Both Hurst and Perry declined to comment, but other patent experts are all abuzz about the ruling. According to Barkoff, this is the first time the Supreme Court had ever weighed in on a Hatch-Waxman challenge to a brand-name drug.

“This decision is certainly beneficial to generic drug companies because it opens up a new avenue of litigation,” said Gerald Flattmann Jr. of Paul Hastings, who represents brand-name drug companies. “This will really motivate generic drug companies to consider potential new strategies concerning carve-outs of patented uses.”

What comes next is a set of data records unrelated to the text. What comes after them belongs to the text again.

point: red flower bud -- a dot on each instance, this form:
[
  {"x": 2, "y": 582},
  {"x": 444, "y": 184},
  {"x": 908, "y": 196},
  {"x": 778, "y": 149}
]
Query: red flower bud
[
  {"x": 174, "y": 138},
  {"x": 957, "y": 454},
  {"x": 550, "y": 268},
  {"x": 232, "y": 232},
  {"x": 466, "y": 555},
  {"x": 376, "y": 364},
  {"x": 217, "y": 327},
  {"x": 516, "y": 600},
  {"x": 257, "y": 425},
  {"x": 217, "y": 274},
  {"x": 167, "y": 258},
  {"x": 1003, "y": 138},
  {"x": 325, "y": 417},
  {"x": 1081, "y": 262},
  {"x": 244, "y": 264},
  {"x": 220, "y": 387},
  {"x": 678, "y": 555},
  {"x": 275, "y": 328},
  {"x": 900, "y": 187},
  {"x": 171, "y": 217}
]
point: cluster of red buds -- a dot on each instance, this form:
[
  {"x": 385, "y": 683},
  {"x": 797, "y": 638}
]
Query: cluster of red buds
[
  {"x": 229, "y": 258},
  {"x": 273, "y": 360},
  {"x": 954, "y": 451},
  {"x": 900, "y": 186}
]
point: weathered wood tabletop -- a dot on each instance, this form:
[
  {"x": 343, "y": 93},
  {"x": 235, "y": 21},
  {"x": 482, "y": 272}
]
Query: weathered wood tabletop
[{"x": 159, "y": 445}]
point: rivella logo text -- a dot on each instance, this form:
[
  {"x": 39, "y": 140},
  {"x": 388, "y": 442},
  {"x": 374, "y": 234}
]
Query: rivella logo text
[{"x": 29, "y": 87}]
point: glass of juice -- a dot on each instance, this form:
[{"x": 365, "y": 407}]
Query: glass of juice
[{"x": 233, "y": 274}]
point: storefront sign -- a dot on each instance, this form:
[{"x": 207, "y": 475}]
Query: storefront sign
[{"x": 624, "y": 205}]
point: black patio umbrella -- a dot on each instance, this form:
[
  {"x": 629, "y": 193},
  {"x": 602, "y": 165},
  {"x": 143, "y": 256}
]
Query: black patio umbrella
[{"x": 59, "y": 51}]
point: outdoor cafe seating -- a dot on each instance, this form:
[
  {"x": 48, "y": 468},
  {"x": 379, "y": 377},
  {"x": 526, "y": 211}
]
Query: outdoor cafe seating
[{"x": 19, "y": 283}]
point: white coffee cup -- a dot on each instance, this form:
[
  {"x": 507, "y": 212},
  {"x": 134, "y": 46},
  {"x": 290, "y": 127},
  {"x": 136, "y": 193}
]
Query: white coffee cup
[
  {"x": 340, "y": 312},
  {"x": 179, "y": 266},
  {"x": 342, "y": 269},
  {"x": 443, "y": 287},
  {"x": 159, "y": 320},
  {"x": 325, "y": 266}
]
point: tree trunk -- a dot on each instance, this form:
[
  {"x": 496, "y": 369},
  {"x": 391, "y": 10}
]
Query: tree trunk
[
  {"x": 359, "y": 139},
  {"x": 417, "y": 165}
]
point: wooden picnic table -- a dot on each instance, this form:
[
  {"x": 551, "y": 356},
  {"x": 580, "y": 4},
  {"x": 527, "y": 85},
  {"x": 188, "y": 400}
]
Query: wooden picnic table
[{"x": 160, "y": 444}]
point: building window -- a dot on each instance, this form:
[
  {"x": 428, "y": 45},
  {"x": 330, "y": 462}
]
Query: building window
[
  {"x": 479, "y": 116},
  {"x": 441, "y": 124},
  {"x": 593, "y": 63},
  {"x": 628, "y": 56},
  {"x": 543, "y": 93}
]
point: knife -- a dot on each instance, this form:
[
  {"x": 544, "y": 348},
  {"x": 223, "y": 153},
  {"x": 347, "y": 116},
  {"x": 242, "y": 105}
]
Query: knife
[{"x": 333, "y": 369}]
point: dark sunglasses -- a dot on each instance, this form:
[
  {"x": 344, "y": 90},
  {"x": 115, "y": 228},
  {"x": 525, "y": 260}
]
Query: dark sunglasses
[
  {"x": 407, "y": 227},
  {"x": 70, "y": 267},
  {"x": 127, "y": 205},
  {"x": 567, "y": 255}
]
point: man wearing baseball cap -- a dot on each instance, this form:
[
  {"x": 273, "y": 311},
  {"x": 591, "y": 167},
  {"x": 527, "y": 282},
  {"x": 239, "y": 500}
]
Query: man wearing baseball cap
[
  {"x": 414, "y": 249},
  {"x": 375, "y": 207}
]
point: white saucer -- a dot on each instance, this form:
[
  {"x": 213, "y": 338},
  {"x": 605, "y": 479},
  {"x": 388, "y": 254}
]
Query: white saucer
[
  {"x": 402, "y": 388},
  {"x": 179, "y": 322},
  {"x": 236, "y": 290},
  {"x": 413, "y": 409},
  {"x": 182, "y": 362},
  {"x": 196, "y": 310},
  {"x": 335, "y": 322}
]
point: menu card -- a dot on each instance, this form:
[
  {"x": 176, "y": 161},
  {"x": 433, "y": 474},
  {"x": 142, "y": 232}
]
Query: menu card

Put Flattmann down as one early critic of the decision. “I was personally surprised that [Federal Circuit chief judge] Rader got unanimously reversed here,” he said. “The Supreme Court adopted a considerably more expansive reading [than the Federal Circuit], supposedly justified by the legislative context and policy considerations. . .There’s a segment of the court that has espoused strict constructionism throughout their careers. This opinion seems dissonant with some of those judgments.”